|Good morning TWTW readers. With another soggy, news-filled week under our belts, TWTW is starting to think we’re ready for fall. Pumpkin spice lattes, anyone?
This week, in healthcare:
But there’s even more news, so let’s get to it.
|►MEDICARE GETS AN ADVANTAGE?
Earlier this week, HHS announced that Medicare Advantage plans would gain some negotiating power for drugs covered under Medicare Part B. With this change, set to go into effect in 2019, plans would be able to negotiate for discounts and rebates, and apply step edits to certain medicines. The plans could also manage a class of drugs across Parts D and B. The effort has been announced as a cost-saving initiative, with Secretary Azar saying: “By allowing Medicare Advantage plans to negotiate for physician-administered drugs like private-sector insurers already do, we can drive down prices for some of the most expensive drugs seniors use.”

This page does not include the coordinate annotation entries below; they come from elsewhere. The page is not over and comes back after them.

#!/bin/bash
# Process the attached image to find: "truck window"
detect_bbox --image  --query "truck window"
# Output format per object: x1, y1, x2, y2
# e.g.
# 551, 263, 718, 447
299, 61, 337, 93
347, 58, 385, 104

While this change is planned for 2019, its longer term impact will be more obvious in 2020. It will impact certain categories, particularly diseases like rheumatoid arthritis or oncology where therapies are available at the pharmacy but can also be administered at a hospital or practice. Azar noted the cost-savings from the program will directly impact patients, with over half of the savings going back to patients. He also mentioned that patients could apply for an exception from step edits or switch plans if they were not satisfied with their coverage options. Still, the change may see some pushback from some advocates, who have firmly stated the importance of patient choice and the potential harm of step edits on patient experience and outcomes.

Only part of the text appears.